AB testing and Product Learning Notes
Task Lists
- Introduction and the Motivation
- Running and Analyzing Experiment: An end to end example
- Experiment trustworthiness
- Organizational Metrics
Based on the book Trustworthy Online controlled experiments
Introduction and Motivation
Online controlled experiment(A/B testing)

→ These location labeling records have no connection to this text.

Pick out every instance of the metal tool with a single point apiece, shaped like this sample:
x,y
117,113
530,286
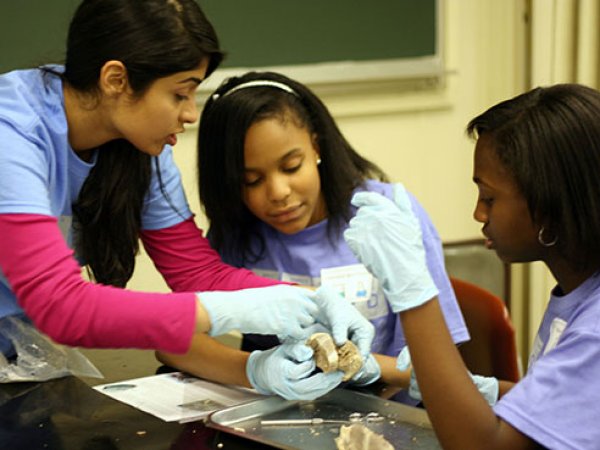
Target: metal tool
x,y
301,422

The most common online experiment setting
-
Users are randomly split between variants in a persistent manner. It has two groups in the simplest version: Treatment B and Control A.
-
Overall Evaluation Criterion(OEC) quantitive measure of the experiment’s objective, e.g. DAU, LTV, session per user(usage), relevance(time to success). The requirement for OEC:
- Measurable in the short term
- Causally drive long-term strategic objective
Metric teams: choosing metrics, validating metrics and evolving metric over time
Motivation
Case desciption:
- Increase the user churn rate in a subscription business, e.g. Amazon Prime, Spotify memebership. To achieve this we may need to introduce a new feature and prove there is causal relationship between the new feature and the user churn rate. causal inference related knowledge might required in this process. A thing we need to remember is Correlation doesn’t imply causality.

Motivation:
- Establish causality with high probability
- Detect minor and unexpected changes
Experiment Trustworthiness
Extreme results
- potential explanations
- instrumentation(logging)
- computational error
- loss of data
Misinterpretation of the result
- Common errors
- Lack of power
- P-values interpretation: the level of marginal significance within a statistical hypothesis test representing the probability of the occurrence of a given event.
Multiple Comparisons
- Common senarios
- Multiple metrics
- P-values over time
- Population segementation
- multiple iterations
Confidential Interval
quantify the degree of uncertainty in the treatment effect
Interpretation of CI: how often the CI computed from many studies would contain the true treatment effect.
Internal Validity
- SUTVA – no interection
- exmaple of violations: social networks;communication tools; collaboration tools; shared documentation; two-sided market(ebay/uber/lyft)
- Intention to Treat
- Survivorship Bias
- Sample Ratio Mismatch(SRM)
- Browser redirect
- Lossy instrumentation
- Residual or carryover effect
External Validity(Generalization)
Primary Effect and Novelty effect
- highlight by take the new users
Segementation
- Market/Country
- Device/Platform
- Time of Day/Day of Week
- User Type(new/existing/returning)
- Single/Shared/Family
Conditional Average Treatment Effect in causal inference
Simpson Paradox
- Possible reasons:
- Different Treatment/Control Assignment in different segementation.
- Sampled not uniform
Organizational Metrics
Goal Metrics (Sucess Metrics)
May not be easy to move in the short term since each intiative may only have a very small impact on the metric or impacts take a long time to materialize.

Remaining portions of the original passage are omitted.